Das passt interessanterweise nicht ganz zur Selbsteinschätzung der Teilnehmerinnen. Diejenigen, die am Computer gepaukt hatten, schätzten die Auswirkungen auf ihre Merkfähigkeit deutlich besser ein als die Teilnehmerinnen des Sport- und Fitness-Programms. Auf die Stimmung hatten dafür nach eigenem Befinden nur Sport und Bewegung einen bedeutenden günstigen Einfluss, meinten die Seniorinnen.
Die Psychiaterin Isabella Heuser und ihre Kollegen haben für ihre Studie gewissermaßen nebenbei auch Strategien getestet, die dabei helfen, Teilnehmer von Kursen langfristig bei der Stange zu halten. Ihr Fazit: Um für einen Computerkurs dauerhaft motiviert zu bleiben, sei vor allem die Überzeugung entscheidend, dass man es schaffen kann. Für das Bewegungsprogramm sei es außerdem wichtig, den Alltag umsichtig zu planen, um den berühmten inneren Schweinehund zu überlisten.

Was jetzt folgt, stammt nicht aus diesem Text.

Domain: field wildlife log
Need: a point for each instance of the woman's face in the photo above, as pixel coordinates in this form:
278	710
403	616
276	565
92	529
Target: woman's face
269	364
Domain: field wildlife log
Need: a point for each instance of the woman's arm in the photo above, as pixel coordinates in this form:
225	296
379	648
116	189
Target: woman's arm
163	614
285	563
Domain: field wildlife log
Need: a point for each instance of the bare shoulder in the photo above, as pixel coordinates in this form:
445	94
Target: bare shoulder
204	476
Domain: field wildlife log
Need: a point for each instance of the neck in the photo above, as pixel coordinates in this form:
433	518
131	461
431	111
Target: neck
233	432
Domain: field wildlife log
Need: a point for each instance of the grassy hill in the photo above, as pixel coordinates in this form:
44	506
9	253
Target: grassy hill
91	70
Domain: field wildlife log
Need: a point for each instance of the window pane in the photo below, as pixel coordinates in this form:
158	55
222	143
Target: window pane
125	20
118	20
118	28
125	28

Den Frauen aus der Kontrollgruppe wurde nach Ende der Testphase als Trostpflaster ebenfalls ein Sportkurs angeboten. Schließlich wollen die Wissenschaftler alle Versuchspersonen bei der Stange halten. „Denn wir möchten weiter mit Ihnen forschen“, versicherte Heuser den Teilnehmerinnen. Geplant sei zum Beispiel eine Wiederholung der Tests im zeitlichen Abstand. Die Forscher wollen aber auch anhand genetischer Tests herausfinden, wer von der sportlichen Aktivität im Alter besonders profitieren könnte.
Isabella Heuser möchte die Teilnehmerinnen aber auch für eine neue Studie gewinnen. Das Thema lautet: Begeisterungsfähigkeit im Alter. Unter anderem soll es darum gehen, was es denn so mit dem Verlieben in reiferen Jahren auf sich hat. „Vorher gehen wir noch in Andreas Dresens neuen Film ,Wolke neun’“, verabredeten sich noch im Hörsaal zwei der Damen.